Linden bileğini kavrayışını artırıp sertçe sıkarken Rienne haykırdı. Sanki her an kırmaya hazırdı. Rienne sessizliğini korurken, Linden bir başka alaycı yorumda bulundu.

(Linden) "Nauk'u bütün olarak yemesini istemiyorsan, ne yapman gerektiğini biliyorsun. Rafit'i dışarı çıkar. Sonra da barbarı öldür."

(Rienne) “Ne...? Asla!”

(Linden) "Bu senin için imkânsız değil. Onu yatağına götür. Gardını düşürecek ve o zaman boğazını kesme şansını yakalayacaksın. Sonra gerisini ben hallederim. Nauk'u o canavarlardan kurtarmanın tek yolu bu."

(Rienne) "Haha... ha... Neden yapayım ki..."

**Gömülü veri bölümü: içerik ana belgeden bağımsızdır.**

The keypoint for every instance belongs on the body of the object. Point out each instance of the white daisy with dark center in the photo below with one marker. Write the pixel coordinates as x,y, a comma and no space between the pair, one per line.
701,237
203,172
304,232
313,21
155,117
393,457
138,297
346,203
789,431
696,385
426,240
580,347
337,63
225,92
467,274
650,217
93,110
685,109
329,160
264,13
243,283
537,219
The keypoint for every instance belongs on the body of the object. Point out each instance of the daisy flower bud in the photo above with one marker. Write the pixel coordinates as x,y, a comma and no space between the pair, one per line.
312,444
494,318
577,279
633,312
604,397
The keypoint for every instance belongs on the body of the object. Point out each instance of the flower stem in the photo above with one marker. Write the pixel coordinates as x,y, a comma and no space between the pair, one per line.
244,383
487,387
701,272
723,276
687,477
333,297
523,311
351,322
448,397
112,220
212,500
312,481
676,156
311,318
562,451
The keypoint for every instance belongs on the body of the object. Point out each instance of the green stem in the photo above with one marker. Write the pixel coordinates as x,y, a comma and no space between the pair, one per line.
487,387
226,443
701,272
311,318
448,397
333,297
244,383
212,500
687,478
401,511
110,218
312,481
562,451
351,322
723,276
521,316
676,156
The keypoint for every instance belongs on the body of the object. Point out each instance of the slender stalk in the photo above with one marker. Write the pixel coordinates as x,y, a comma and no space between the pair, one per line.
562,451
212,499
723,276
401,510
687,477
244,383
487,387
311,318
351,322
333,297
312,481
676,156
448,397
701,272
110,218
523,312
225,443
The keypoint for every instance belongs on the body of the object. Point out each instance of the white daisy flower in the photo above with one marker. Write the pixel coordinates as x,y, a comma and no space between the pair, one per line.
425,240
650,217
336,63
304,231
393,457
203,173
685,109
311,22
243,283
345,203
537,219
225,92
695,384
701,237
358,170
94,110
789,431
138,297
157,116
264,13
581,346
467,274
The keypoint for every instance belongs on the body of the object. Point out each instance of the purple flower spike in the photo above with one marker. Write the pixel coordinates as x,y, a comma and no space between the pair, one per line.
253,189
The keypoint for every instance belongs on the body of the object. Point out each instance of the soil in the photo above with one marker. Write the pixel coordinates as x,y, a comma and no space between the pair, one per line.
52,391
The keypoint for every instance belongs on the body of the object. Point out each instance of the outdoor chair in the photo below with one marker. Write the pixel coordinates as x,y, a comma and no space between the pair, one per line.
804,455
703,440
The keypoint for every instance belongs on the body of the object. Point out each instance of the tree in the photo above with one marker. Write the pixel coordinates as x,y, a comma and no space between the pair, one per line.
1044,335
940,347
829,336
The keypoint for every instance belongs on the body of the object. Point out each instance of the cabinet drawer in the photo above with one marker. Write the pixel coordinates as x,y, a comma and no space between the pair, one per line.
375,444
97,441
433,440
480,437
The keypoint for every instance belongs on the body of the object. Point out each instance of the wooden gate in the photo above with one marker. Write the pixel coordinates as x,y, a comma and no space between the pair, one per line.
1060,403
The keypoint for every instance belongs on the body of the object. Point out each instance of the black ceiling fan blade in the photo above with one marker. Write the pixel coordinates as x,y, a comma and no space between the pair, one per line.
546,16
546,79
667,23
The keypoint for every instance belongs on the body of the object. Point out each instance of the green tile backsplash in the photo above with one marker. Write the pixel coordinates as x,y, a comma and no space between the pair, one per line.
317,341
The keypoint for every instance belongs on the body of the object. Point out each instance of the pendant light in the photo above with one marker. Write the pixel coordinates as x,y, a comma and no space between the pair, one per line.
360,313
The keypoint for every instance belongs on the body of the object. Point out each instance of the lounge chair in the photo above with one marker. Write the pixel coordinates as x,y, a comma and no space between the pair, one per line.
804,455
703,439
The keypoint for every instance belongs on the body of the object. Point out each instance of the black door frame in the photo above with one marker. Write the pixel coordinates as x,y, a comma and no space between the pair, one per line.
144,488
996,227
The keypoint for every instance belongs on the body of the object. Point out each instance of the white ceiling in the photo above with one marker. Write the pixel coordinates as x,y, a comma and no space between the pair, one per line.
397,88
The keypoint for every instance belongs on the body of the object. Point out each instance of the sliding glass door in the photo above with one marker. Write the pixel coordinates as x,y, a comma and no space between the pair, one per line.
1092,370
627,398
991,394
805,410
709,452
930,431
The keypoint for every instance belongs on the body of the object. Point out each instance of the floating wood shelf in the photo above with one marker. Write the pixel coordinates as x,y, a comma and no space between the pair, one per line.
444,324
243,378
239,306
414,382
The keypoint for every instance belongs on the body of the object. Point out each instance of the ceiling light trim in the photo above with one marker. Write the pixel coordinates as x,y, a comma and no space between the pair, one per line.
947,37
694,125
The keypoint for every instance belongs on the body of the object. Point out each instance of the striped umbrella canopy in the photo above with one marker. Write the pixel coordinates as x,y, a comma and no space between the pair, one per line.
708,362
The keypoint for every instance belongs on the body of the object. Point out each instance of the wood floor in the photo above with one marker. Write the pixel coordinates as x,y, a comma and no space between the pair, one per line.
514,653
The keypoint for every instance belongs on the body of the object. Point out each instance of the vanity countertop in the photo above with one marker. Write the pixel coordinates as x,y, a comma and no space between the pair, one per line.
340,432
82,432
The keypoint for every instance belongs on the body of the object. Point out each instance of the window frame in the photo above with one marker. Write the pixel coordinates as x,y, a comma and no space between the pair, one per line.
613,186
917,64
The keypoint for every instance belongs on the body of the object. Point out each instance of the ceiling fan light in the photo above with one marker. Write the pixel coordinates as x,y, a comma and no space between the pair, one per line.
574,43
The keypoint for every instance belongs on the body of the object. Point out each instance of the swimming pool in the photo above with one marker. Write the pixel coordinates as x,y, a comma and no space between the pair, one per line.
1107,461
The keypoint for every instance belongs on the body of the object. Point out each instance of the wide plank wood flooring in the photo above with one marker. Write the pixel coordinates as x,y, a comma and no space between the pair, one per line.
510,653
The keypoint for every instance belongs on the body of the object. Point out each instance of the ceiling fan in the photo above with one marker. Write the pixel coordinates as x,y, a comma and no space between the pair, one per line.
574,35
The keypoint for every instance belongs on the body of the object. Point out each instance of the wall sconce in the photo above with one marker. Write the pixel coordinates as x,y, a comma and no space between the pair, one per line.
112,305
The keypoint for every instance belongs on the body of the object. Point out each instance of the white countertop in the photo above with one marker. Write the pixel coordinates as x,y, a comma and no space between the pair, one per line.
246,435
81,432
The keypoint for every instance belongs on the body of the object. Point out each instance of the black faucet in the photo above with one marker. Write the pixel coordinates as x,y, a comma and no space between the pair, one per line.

(Linden) "Hâlâ anlamıyorsun. Seni öldürmek istediğine dair kanıt göstereyim mi?"

(Rienne) "….!”

Rienne yavaşça kafasını kaldırdı.

(Rienne) “Kanıt... var mı?”

 

*****

 

Her şeyden çok bilmek istediği bir şey varsa, o da buydu.

Black hakkındaki gerçekler.

Bu kadar küçük, yoksul bir topraktan ne istiyordu? Aradığı şey gerçekten intikam mıydı? Ve istediği intikam ona karşı duyduğu bir kin yüzünden miydi? Kraliyet ailesine karşı mı?

‘Bilmiyorum.’

Ona cevap veren Kleinfelderler olsa bile.

(Rienne) "Ne... ne oldu?"

Her şeyden önce bunu bilmek istiyordu.

(Linden) "Bilmek mi istiyorsun? O zaman öldür onu."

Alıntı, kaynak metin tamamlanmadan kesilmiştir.